On se souvient aussi du mécontentement de Jean-Claude Ricci, professeur de droit public émérite des universités, exprimé lors des 18ème Rencontres de droit et procédure administrative organisée par le Barreau de Marseille en 2020, après l’adoption rapide d’une multitude de textes durant le premier confinement : « débauche normative à laquelle s’est livré le pouvoir exécutif » ; « une offense à l’intelligence des juristes » ;  « Il faut cesser de croire que le droit se résume au droit positif. Il faut cesser d’attendre que la puissance publique dise des choses », assénait-il.
Il invitait à revenir aux fondamentaux du droit des contrats. Et rappelait que les parties peuvent déjà conclure des avenants de modification en cas de circonstances imprévues, ou lorsque des prestations sont devenues nécessaires au cours de l’exécution (relire "Covid-19 et contrat public : Et si on laissait la place à la liberté contractuelle ?").

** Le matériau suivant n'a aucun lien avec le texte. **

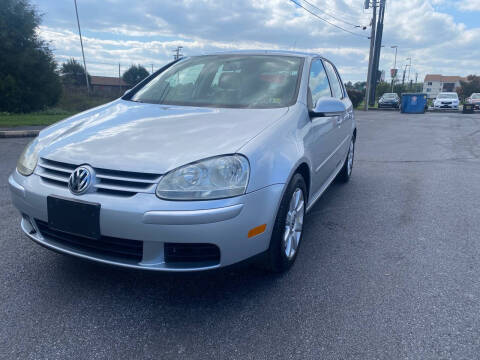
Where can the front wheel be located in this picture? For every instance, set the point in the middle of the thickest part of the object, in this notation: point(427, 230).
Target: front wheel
point(288, 229)
point(346, 172)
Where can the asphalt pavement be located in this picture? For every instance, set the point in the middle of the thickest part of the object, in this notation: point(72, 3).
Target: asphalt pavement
point(389, 268)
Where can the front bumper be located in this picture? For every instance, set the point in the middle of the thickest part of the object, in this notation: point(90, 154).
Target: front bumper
point(156, 223)
point(445, 106)
point(388, 105)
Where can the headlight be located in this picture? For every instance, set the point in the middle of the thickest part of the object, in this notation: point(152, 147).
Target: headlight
point(213, 178)
point(28, 160)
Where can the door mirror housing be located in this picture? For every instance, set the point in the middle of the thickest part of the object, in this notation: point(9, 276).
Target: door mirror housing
point(328, 107)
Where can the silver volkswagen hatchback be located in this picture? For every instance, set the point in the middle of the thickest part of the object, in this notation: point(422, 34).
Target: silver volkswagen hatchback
point(209, 161)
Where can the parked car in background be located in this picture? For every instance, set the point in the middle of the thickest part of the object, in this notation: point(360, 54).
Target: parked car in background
point(212, 160)
point(475, 100)
point(446, 100)
point(390, 100)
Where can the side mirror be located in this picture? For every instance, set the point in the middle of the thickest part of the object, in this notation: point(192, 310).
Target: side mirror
point(328, 107)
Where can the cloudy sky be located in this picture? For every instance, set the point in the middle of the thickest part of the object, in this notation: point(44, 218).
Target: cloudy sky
point(441, 36)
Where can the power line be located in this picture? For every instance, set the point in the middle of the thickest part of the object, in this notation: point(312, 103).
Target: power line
point(328, 22)
point(344, 21)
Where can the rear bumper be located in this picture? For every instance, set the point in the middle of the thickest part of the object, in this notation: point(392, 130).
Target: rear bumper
point(155, 223)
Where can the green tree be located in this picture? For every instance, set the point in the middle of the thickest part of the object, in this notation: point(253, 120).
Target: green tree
point(28, 76)
point(469, 86)
point(73, 73)
point(135, 74)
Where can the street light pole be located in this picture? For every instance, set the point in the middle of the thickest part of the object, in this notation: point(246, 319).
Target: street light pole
point(81, 45)
point(394, 65)
point(370, 58)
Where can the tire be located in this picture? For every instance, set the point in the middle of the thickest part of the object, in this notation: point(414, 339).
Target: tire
point(280, 257)
point(346, 172)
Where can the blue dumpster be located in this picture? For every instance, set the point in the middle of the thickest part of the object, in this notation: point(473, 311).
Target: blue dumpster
point(414, 103)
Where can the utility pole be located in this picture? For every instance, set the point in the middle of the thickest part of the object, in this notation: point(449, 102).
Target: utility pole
point(376, 57)
point(394, 75)
point(404, 72)
point(177, 54)
point(81, 45)
point(370, 58)
point(409, 67)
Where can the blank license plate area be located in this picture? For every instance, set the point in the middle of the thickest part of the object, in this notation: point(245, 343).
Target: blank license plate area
point(74, 217)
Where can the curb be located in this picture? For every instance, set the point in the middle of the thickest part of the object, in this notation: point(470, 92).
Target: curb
point(18, 133)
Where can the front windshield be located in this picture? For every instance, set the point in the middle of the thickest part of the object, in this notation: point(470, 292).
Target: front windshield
point(447, 96)
point(236, 81)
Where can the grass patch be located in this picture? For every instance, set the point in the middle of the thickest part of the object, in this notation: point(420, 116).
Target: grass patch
point(39, 118)
point(72, 102)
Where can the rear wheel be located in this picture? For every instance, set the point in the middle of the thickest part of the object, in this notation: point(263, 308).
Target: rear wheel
point(288, 229)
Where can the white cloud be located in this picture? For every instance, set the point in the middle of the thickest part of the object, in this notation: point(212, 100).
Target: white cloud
point(146, 32)
point(469, 5)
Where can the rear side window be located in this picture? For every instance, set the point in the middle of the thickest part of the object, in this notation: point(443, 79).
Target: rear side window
point(318, 82)
point(337, 89)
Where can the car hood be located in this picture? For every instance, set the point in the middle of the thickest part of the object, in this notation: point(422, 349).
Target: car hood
point(388, 100)
point(139, 137)
point(448, 99)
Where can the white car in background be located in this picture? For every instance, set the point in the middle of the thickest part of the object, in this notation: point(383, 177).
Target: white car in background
point(447, 100)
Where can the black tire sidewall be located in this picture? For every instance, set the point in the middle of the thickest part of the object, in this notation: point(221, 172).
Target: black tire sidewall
point(278, 261)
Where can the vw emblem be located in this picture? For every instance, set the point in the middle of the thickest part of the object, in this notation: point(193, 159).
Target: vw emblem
point(80, 180)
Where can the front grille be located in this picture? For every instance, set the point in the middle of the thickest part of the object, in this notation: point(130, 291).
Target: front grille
point(191, 253)
point(106, 246)
point(111, 182)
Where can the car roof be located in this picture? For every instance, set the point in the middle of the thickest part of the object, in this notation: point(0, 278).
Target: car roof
point(264, 52)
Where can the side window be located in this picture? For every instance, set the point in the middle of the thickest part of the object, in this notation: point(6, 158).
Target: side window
point(337, 89)
point(318, 82)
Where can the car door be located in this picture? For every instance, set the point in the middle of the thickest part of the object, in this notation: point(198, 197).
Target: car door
point(343, 129)
point(320, 142)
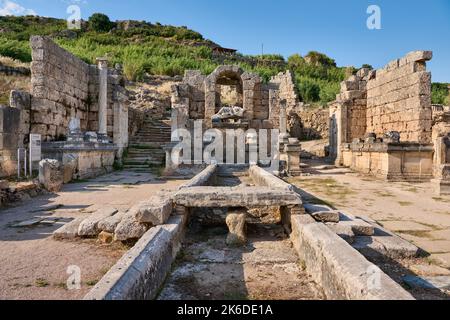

Du côté des règles de la passation, le CCP prévoit déjà des modalités permettant de réduire les délais de réception des candidatures et des offres en cas d'urgence. Voire de passer un marché sans publicité ni mise en concurrence pour motif d’urgence impérieuse (lire : "Emeutes urbaines : la commande publique en émoi"). Avec cette proposition de loi, le Gouvernement donnerait-il un blanc seing aux acheteurs publics pour faire du gré à gré ? La circulaire de la Première Ministre du 5 juillet 2013 relative "à l'accélération des procédures pour faciliter les opérations de réparation ou de reconstruction suite aux dégradations intervenues dans certaines zones urbaines", de prime abord, n'ouvrirait pas les vannes.
 

Et l'intérêt général ?


Enfin, la rédaction se remémore l’ajustement de la loi ASAP à l’article L. 2122-1 du CCP relatif justement à la procédure de passation sans publicité ni mise en concurrence… une modification qui a disparu de nos mémoires. La nouvelle rédaction précise qu’un acheteur public peut y recourir également lorsque le respect d'une procédure classique est « contraire […] à un motif d'intérêt général ».
Une formule "vague" qui sans surprise avait fait un tollé (relire : Zapper le seuil au profit de l’intérêt général… une approche sans risque ? / Seuils des marchés publics : vers une dispense de procédure pour « intérêt général » ? / [Tribune] "Et si l’amendement "intérêt général" était d'abord l’aboutissement du long processus de maturité des acheteurs ?).

Il est certain, à la lecture de la proposition de loi du Sénat, que nous n'aurons toujours pas d'éléments sur la portée de ce cas de figure au travers de cette mesure législative.